Bill Witt shihan, one of the first to attend the Iwama dojo in 1969, found the same pattern. When interviewed for an Aiki News article (No.6 – September 1974) he related the following:
“Q.What is the atmosphere like in the dojo when Saito Sensei teaches?V-e-r-y traditional. The first time I saw Iwama, I felt that this must be a significant center… O-Sensei lived here, the aikido shrine is here. There is a top teacher who lives here… the dojo itself has a Shinto shrine rather than a simple Tokonoma like at Hombu Dojo. There are festivals every month on O-Sensei’s birthday anniversary, on the 14th… O-Sensei was born on December 14th. So when Doshu comes out, there is a little festival where the food is cooked up to offer to the Kamisama (deities) and then you eat it and drink Sake. So there are all these traditional aikido customs that have grown up over the years that O-Sensei started and which are still held.

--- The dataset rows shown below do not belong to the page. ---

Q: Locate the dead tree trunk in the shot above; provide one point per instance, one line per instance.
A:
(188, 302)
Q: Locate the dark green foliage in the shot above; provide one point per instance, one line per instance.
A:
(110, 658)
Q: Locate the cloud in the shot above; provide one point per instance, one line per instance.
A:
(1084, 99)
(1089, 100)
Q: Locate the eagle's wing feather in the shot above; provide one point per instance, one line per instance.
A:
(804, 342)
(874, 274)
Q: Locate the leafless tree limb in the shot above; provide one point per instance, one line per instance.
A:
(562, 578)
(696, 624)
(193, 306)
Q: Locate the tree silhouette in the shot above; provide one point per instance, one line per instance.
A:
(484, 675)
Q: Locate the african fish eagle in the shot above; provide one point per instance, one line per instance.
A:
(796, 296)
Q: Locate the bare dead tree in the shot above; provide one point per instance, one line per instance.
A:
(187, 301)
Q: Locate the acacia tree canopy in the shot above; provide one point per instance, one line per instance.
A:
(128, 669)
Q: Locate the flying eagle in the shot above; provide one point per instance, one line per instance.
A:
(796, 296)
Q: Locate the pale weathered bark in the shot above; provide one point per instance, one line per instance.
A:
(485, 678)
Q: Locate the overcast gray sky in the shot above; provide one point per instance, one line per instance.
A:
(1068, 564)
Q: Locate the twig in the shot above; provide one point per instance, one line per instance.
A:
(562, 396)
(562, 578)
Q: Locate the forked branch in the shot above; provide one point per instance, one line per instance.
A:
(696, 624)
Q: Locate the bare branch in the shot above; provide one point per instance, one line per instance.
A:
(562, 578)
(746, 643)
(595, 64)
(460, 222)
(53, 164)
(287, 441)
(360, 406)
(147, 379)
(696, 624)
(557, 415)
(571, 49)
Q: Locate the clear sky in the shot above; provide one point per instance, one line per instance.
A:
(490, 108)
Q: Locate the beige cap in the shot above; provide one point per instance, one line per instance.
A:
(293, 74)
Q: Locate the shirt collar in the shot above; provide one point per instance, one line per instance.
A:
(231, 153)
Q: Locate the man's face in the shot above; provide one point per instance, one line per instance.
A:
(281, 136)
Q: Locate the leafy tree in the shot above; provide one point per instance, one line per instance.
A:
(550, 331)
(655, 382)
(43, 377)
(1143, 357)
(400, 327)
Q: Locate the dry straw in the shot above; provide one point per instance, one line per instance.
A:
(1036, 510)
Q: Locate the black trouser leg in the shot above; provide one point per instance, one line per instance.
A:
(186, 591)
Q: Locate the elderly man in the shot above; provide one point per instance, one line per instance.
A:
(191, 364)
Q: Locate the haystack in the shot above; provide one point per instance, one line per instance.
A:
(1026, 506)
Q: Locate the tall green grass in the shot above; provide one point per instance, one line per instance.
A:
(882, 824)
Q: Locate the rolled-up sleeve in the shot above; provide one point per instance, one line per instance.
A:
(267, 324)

And the training in the dojo itself?Saito Sensei has three things that he always does during training. Tai No Henko, the basic blending exercise, then he does Kokyuho from the two-hand grab, and finally Kokyudosa. He considers those to be the three basic exercises that you should always do. He always finishes the practice with Kokyudosa and begins the practice with Tai No Henko and Kokyuho. He believes also in balancing Taijutsu training with training with the stick and sword, because, of course, a lot of aikido techniques were taken from the sword. Understanding how to swing the sword for instance should result in better technique.”